Nesta família, reclama-se pelo prazer de reclamar

No início da tarde meu irmão espernava. Minha mãe demorara muito ao telefone e isto adiara o compromisso dos dois de irem ao cartório fazerem uma procuração ao nome do rapaz.
Não contente em espernear, gritava palavrões e socava a cama, como se tal ato de violência gratuita contra o objeto inanimado lhe desse mais tempo. Ora. Se estava com tamanha pressa, que houvesse se ajeitado para sair já antes da mãe desligar o telefone.
O motivo de tamanha revolta era que por causa disso tudo, o pirralho teria menos tempo para passar com seus amigos. Pois nem deu-se uma hora da saída dos dois, meu irmãoadentrou o apartamento pela porta da cozinha, rapidamente tirou os calçados e se pôs a ver televisão e, em seguida, a dormir.

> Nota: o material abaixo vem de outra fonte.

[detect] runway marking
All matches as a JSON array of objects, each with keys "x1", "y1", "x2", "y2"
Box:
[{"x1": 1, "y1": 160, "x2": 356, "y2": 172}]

Tempo desperdiçado que poderia passar com os tais amigos (que, suspeito, ele sequer viu hoje). Reclamava por reclamar.
À saída dos dois, de minha mãe e meu irmão, tocou o telefone. A chamada era a cobrar, e pelo toque diferente já soube de antemão que deveria ser minha irmã, ligando de Belo Horizonte. Fiz rápidos sinais com as mãos para que minha mãe não fizesse barulhos e apressasse-se em seu caminho, que eu mesmo cuidaria da situação.
O motivo da ligação não podia ser outro senão dinheiro. Tentei explicar que não o tínhamos, que a quantia da pensão deste mês havia sido menor que a esperada, mas ela se prostou indignada e pôs-se a reclamar. Repetia diversas vezes o quanto havia gasto na mudança, lembrava do compromisso assumido com o aluguel, e em determinado momento, aproveitou para ameaçar: caso não lhe enviássemos no mínimo cinquenta reais para gastos com comida, pois que déssemos um jeito de lhe enviar ao invés dos cinquenta, cem reais, para que ela voltasse para Florianópolis de uma vez por todas.
Deixei-a falando por um bom tempo, com o fone afastado dos ouvidos para melhor filtrar as suas reclamações, e então desliguei, sem levar em conta a ameaça. Pois se mal temos dinheiro para nós próprios comermos, como sustenta-la à distância, depois de tantos gastos que esta viagem já nos trouxe? Tudo questão de orgulho, eu diria. Ela agora vive com o namorado, que firmou contrato com a banda do senhor Wilson Sideral. Mas por puro orgulho, revolta-lhe a idéia de pedir dinheiro ao namorado, que lá ganha em uma apresentação mais do que ganharia aqui em em mês; e prefere exigir dos seus, que não o tem.
Volte, se quiser, eu deveria ter dito. Mas que volte a pé, pois exige de nós mais do que temos.
Dito pelo não dito, independentemente do que tenha reclamado, dinheiro não há. Continuará reclamando, portanto, pelo prazer de reclamar.